Cyborgs, snapchat dysmorphia and AI-led surgery: has our digital age ruined beauty?
THE GUARDIAN
It’s the artist Qualeasha Wood who tells me about Snapchat dysmorphia, “a term coined by plastic surgeons who noticed there was a shift in the mid 2010s when people started bringing in their AI-beautified portraits instead of a celebrity picture”. To resolve your Snapchat dysmorphia, you get your real face remodelled to look like the ideal version of you that artificial intelligence has perfected on your phone screen.
There is a fundamental problem with this, says Adam Lowe, whose Factum Foundation in Madrid is at the forefront of art and technology, digitally documenting artworks and cultural heritage sites around the world.
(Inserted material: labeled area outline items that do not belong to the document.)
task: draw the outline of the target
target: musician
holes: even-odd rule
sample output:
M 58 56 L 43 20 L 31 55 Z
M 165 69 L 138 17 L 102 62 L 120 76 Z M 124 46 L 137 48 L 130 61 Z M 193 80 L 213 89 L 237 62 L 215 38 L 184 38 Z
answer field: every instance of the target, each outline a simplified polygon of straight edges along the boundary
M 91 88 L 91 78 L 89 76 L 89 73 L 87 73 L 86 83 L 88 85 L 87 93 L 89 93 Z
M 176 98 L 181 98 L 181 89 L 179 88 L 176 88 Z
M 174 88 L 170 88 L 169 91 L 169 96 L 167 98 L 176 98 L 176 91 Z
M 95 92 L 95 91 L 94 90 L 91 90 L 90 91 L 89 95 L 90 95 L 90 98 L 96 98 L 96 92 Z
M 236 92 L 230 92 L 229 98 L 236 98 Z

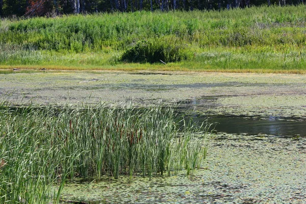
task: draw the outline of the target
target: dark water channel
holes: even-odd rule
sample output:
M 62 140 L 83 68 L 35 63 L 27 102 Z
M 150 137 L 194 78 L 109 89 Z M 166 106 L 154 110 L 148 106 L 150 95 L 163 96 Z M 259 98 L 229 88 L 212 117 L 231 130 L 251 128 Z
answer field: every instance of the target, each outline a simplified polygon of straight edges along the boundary
M 306 121 L 296 118 L 268 118 L 244 116 L 193 116 L 195 121 L 201 122 L 208 119 L 214 123 L 217 133 L 251 135 L 268 135 L 277 136 L 306 136 Z

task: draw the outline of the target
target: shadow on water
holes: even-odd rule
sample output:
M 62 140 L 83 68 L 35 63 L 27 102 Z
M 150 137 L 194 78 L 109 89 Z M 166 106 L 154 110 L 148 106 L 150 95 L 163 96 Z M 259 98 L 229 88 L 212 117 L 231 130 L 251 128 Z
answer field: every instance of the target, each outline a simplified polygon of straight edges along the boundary
M 195 121 L 199 123 L 208 120 L 215 123 L 217 133 L 257 135 L 260 134 L 276 136 L 306 136 L 306 121 L 292 118 L 283 118 L 270 116 L 268 118 L 219 115 L 193 115 Z

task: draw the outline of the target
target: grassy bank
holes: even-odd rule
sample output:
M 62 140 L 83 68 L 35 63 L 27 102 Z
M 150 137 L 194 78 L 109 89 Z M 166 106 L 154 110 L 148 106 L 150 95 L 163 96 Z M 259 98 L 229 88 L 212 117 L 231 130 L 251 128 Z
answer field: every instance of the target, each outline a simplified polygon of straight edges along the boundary
M 208 135 L 175 118 L 171 108 L 3 103 L 0 202 L 57 203 L 65 181 L 76 177 L 189 174 L 206 157 Z
M 0 67 L 302 73 L 305 9 L 5 19 Z

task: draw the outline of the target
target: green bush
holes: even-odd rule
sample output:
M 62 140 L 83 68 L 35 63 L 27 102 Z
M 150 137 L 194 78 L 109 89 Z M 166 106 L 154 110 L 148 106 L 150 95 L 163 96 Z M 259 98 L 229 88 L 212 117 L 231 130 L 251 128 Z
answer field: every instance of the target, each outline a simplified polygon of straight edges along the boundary
M 190 45 L 174 36 L 140 40 L 128 48 L 121 60 L 130 62 L 153 63 L 189 60 L 194 56 Z

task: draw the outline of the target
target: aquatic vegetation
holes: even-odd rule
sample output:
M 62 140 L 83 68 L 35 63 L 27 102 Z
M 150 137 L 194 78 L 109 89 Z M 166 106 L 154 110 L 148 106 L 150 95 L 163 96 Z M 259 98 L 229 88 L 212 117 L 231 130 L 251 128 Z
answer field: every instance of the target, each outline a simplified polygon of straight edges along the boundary
M 173 108 L 0 106 L 0 202 L 58 202 L 67 180 L 192 173 L 206 156 L 207 124 Z M 58 184 L 57 192 L 52 185 Z

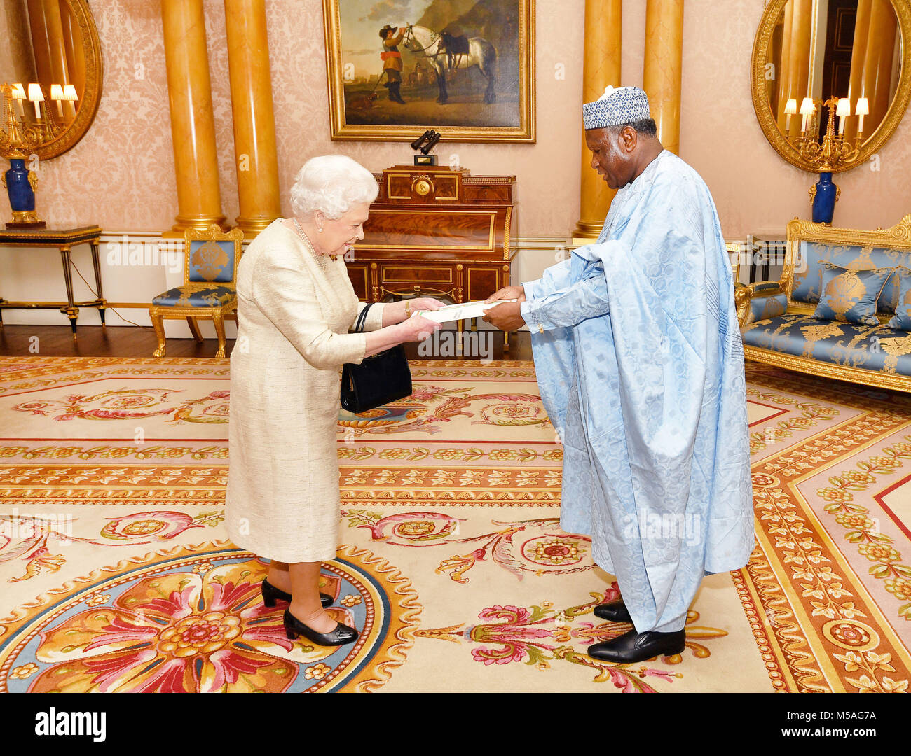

When you have surgery to look like your best self as shown on a flat screen, the results in three-dimensional reality can be very odd indeed. You can feel Lowe’s sadness at the way plastic surgery botches human restoration in pursuit of screen perfection: “I have to look away,” he says.
Such are the paradoxes of the digital age explored in Virtual Beauty, an exhibition opening at London’s Somerset House on 23 July. The exhibition brings together more than 20 international artists to examine how artificial intelligence, social media and virtual identities reshape our understanding of beauty and self-representation in the digital age.